ИСТИНА

Исследовать действие белка PARP1 на транскрипцию нуклеосом с разрывами и факторов, модулирующих образование, морфологию и стабильность репарационных жидкофазных конденсатов в хроматине.

To study the effect of the PARP1 protein on the transcription of nucleosomes with breaks and factors modulating the formation, morphology and stability of reparative liquid-phase condensates in chromatin.

Будет исследовано действие белка PARP1 на транскрипцию нуклеосом с разрывами, ингибирующее действие которых находится вне участка действия PARP1 на транскрипцию интактных нуклеосом. Будет изучено влияние «хвостовых» участков гистонов на транскрипцию нуклеосом с однонитевыми разрывами нематричной цепи ДНК. Будут изучены факторы, модулирующих образование, морфологию и стабильность репарационных жидкофазных конденсатов (ЖФК) в хроматине. Исследование роли линкерных участков нуклеосомы, ионного окружения, эффекта молекулярного краудинга. Изучение влияния линкерных гистонов, ингибиторов PARP1 и частичного поли-АДФ-рибозилирования в условиях дефицита субстрата на свойства ЖФК, образованных PARP1 и мононуклеосомами.
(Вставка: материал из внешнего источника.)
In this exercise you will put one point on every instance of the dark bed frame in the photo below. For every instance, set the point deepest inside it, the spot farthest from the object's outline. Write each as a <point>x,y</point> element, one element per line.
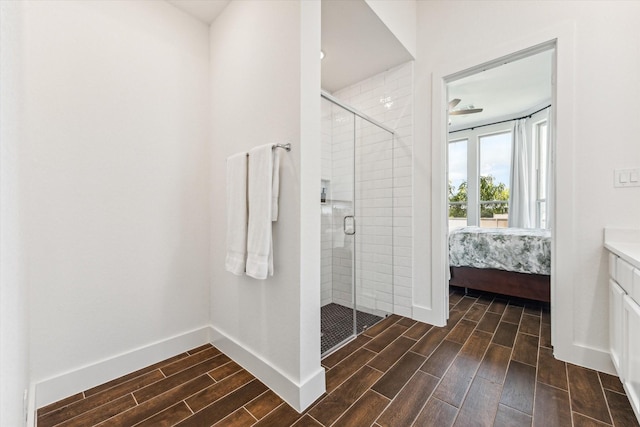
<point>531,286</point>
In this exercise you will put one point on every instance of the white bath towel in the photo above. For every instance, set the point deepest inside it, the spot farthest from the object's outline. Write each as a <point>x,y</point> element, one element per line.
<point>275,187</point>
<point>259,235</point>
<point>236,213</point>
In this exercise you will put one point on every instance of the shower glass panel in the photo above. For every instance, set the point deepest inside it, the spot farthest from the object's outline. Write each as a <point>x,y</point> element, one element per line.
<point>357,225</point>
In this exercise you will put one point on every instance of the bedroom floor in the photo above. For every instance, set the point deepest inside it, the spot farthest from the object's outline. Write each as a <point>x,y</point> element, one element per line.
<point>491,365</point>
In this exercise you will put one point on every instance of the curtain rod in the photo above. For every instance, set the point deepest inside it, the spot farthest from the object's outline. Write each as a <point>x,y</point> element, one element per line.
<point>528,116</point>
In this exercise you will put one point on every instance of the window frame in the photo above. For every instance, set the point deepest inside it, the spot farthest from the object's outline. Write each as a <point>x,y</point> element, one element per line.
<point>473,137</point>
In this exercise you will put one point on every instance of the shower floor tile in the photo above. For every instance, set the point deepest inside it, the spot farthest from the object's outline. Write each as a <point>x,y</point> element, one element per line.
<point>336,324</point>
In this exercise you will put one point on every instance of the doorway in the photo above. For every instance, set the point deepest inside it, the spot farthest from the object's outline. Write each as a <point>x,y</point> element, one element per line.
<point>498,161</point>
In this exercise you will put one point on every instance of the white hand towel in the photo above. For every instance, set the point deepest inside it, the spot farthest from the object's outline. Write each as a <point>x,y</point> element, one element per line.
<point>259,237</point>
<point>236,213</point>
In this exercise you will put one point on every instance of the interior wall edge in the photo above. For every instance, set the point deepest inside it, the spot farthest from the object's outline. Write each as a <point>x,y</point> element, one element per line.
<point>298,395</point>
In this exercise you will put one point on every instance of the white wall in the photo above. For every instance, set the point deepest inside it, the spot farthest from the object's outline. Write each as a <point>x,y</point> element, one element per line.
<point>598,131</point>
<point>265,88</point>
<point>400,17</point>
<point>14,342</point>
<point>115,167</point>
Коллектив исполнителей имеет возможность проводить исследования с помощью уникальной высокочувствительной системой для изучения структуры и функционирования единичных супрамолекулярных комплексов LSM710. Разработаны и успешно используются оригинальные методики получения нуклеосом заданной структуры и с заданным положением флуоресцентных меток в составе нуклеосом, а также высокоактивного фермента PARP1. Разработаны оригинальные методики изучения структуры одиночных нуклеосом и их комплексов с белками, в частности, остановленных элонгационных комплексов, с использованием Фёрстеровского резонансного переноса энергии.

Структурные перестройки внутри нуклеосомной ДНК в ЭК-5 дополнительно изучены методом мономолекулярной FRET-микроскопии (spFRET). Созданы нуклеосомы с внесенными в соседние супервитки ДНК флуоресцентными метками, составляющими FRET-пару, и с последовательностью ДНК, позволяющей получать ЭК-5 в ходе транскрипции in vitro в присутствии ограниченного набора рНТФ. Проведены эксперименты по spFRET-микроскопии ЭК-5, а также свободных нуклеосом и ЭК-39 (для контроля влияния экспериментальных процедур по сборке ЭК на флуоресцентно-меченые материалы). При сборке ЭК-39 наблюдается небольшое увеличение доли частиц без FRET-взаимодействия меток (предположительно, свободной ДНК, образующейся при лигировании ЭК к нуклеосомам с флуоресцентными метками), но средний уровень FRET для частиц не изменяется. В ЭК-5 наблюдается некоторое смещение пика эффективности FRET (EPR), что свидетельствует об изменениях в структуре внутринуклеосомной ДНК, сопровождающих момент входа РНКП в нуклеосомную ДНК, и совпадает с данными, полученными методом футпринтинга ДНК. Методом футпрнтинга ДНК и spFRET-микроскопии ЭК-5 обнаружено также, что вхождение РНКП в нуклеосомную ДНК сопровождается дополнительными структурными изменениями в нуклеосомной ДНК. Установлено, что в растворе, содержащем 150 мМ KCl, мононуклеосомы, реконструированные на матрице длиной 187 п.н., в присутствии РARР1 способны формировать гомогенные симметричные (сферические) конденсаты размером до 4 мкм. Определены пороговая концентрация РARР1, при которой происходит сегрегация его комплексов с мононуклеосомами в отдельную фазу, и время, в течение которого в системе протекают основные процессы фазового разделения. Показано, что конденсация комплексов РARР1 с нуклеосомами обратима и солезависима. Установлено, что мононуклеосомы в конденсатах имеют крайне низкую подвижность. Выявлено, что РARР1 в составе конденсатов сохраняет поли-AДФ рибозилирующую активность и что поли-AДФ-рибозилирование компонентов ведет к полной диссоциации микрофазных частиц. Также показано, что способность индуцировать микрофазовое разделение в растворах ДНК или мононуклеосом специфично для РARР1 и не обнаруживается у другого представителя сеймейства поли(AДФ-рибоза) полимерaз РARР2.